Meet CausalNex, our new open-source library for causal reasoning and “what if” analysis

QuantumBlack, our advanced analytics firm, recently announced the launch of its latest open source product, CausalNex. Its a software library that data scientists can use to analyze datasets and build models that consider cause-and-effect, a challenge that experts have long struggled to solve.

“A lot of traditional machine-learning models recognize correlations and patterns in data but that doesn't mean causation,” explains Ben Horsburgh, the lead machine learning engineer on the project.

With CausalNex, data scientists can apply machine learning to identify potential cause-and-effect relationships in their datasets. They can collaborate with domain experts to remove spurious conclusions and validate their models, and then use them to find the underlying, sometimes overlooked, drivers of their goal.

Ben offers this simple example: “In the summer a lot of people eat ice cream, and there can also be drought. An algorithm could pick up a correlation that says, ‘when people buy ice cream, there is a drought’. These two events are clearly both an effect of the true root cause: that it is hot.”

Using CausalNex, data scientists can ask “what if this underlying variable was different?”, and observe the size of the impact. This can help tease out the highest-value features which can then be used to effect change.

Here’s a walkthrough of a typical data project using CausalNex. It takes place in three stages.

A walkthrough of a typical data project using CausalNex. It takes place in three stages.
A walkthrough of a typical data project using CausalNex. It takes place in three stages.

As a first step, a data scientist uses machine learning to create a structure representing the problem the team is working to solve. It could be, for example, identifying the key factors of sales-team effectiveness. The structure can be visualized as a network: circles would represent the features (number of customer interactions, sales members’ profiles, etc.) and arrows would indicate the relationships between them.

This visualization can then be taken to the business team for review: are the relationships accurate? Are any variables missing?

At this point, specific industry and domain expertise can be built in to ensure the model’s accuracy, encouraging ownership and adoption of the analytics by the wider organization.

“Rather than waiting for two or three weeks before showing the outputs of a model, the early visualization allows data scientists to collaborate with the business team right from the start,” says Wesley Leong, the lead CausalNex product manager. “This collaboration creates more transparency in the modelling process.”

After the structure is verified, a machine-learning algorithm models the probability of each circle, or feature, in the network, given the other variables that influence or cause it. This allows data scientists to understand the strength of the dependencies between drivers and the goal and make predictions based on them.
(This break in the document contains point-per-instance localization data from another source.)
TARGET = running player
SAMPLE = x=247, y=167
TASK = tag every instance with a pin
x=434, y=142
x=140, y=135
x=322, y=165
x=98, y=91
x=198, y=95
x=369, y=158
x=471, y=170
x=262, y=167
Finally, data scientists run “what if” scenarios to find out what happens to the goal if they change a given feature. They can generate more informed, accurate ‘interventions’ – suggested changes that will have the greatest impact on performance. This final step is the most crucial from a business perspective. In the example of sales team effectiveness, for instance, the strongest driver might be the depth of expertise of the sales representative.

CausalNex streamlines this entire project process. Such analysis previously required multiple libraries and frameworks, each with a different interface. Now, scientists can work within a single CausalNex library.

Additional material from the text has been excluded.